# Replacing key switch JD 5055E help



## Redrooster22 (Jan 22, 2019)

hello everyone, everybody calls me Siggy. 
I am from central Alabama. I have a issue with my JD tractor(farm tractor)5055E
well one day I was going to crank it to move some hay and the key just kept turning.
I got off tractor looked at key, turned it again and it just fell to pieces in my hand.
i am glad it didn't get to the swamp and that happen, whew, man that would have been stressful...Can anyone give me a idea if "I" can replace it. Note I am not really a mechanical guy but with a little guidance I probably can figure it out. If pictures of the actual location of the switch let me know and I'll get pictures posted. I'll have to get my grandson to use his smart phone, what hell is that!? my flip phone works well.


----------



## pogobill (Jan 31, 2012)

Welcome to the forum siggy! Does your ignition switch and key look like these?
https://www.greenpartstore.com/John-Deere-Ignition-Switch-LVA21501.html


----------



## Redrooster22 (Jan 22, 2019)

Thanks Pogobill.
yes the actual keys look the same and the switch is the same also.
i don't know how to get inside the cover to replace the switch.
I've Youtube it and did web search but nothing specific to my situation.


----------



## RC Wells (Dec 26, 2008)

Reaching the key switch can be a real bear on certain models of the 5055E. If you are fortunate enough to have an open station version with the panel on the front of the console installed with four screws, it is as simple as pulling those screws on the corners of that panel, pulling the panel out and then removing the switch. 

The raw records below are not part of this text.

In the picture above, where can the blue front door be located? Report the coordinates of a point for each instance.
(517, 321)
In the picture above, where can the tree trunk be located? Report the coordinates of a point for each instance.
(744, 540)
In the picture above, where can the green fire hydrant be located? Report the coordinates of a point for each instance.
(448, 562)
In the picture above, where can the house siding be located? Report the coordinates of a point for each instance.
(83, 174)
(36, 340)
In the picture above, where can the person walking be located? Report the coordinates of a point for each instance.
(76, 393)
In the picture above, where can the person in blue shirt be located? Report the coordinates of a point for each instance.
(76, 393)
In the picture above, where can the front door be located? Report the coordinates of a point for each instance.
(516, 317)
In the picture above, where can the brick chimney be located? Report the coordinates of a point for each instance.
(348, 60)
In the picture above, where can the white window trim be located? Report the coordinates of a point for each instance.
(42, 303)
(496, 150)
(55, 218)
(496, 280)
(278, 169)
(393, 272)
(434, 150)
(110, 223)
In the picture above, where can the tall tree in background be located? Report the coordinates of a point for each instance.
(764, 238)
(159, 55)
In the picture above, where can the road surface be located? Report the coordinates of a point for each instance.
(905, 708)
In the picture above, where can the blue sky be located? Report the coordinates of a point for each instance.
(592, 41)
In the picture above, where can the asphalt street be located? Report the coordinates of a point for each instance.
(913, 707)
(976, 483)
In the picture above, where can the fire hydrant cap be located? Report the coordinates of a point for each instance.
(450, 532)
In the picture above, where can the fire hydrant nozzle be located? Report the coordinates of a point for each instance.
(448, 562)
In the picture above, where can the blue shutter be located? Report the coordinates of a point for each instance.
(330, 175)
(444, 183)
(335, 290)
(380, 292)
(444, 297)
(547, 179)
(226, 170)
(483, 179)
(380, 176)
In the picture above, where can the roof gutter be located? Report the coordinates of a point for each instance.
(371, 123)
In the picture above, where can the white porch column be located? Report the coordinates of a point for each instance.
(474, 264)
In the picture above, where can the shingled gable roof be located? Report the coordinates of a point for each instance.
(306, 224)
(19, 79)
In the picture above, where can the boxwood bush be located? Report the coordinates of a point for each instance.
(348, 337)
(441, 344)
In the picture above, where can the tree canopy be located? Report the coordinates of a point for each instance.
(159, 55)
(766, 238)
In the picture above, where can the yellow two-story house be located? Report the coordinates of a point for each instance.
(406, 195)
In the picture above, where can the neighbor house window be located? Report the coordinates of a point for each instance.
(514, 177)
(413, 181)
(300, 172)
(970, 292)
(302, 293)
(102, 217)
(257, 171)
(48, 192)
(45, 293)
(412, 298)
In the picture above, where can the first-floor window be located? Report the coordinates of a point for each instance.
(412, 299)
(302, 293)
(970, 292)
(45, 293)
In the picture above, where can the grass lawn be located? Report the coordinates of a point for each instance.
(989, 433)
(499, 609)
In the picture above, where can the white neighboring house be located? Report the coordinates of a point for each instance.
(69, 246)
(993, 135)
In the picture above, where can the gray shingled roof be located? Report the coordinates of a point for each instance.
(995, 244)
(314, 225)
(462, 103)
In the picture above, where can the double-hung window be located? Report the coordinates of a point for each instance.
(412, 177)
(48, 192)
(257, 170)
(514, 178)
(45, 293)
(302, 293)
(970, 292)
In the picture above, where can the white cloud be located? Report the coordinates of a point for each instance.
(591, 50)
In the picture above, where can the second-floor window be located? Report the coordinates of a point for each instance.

If you have the cab version, there are clips behind the front panel that can be a pain to remove without pulling the two bolts on the firewall under the hood, and the two bottom bolts inside at the bottom and up under the cowl to pull the entire cowl out enough to get room to loosen the panel clips to get to the switch. 

I recommend you pick up the repair manual for your model if it is not intuitive as to how to get in behind the lower panel to reach that switch. You do not want to break the panel or cowl, as they are rather expensive to replace.


----------



## Redrooster22 (Jan 22, 2019)

Hey RC, thanks for the response.
Wow...that sound like a angry bear at that.
I will tomorrow get pictures of the dash area and post them so maybe you can see exactly what I have and if it going to be to much for me to tackle..


----------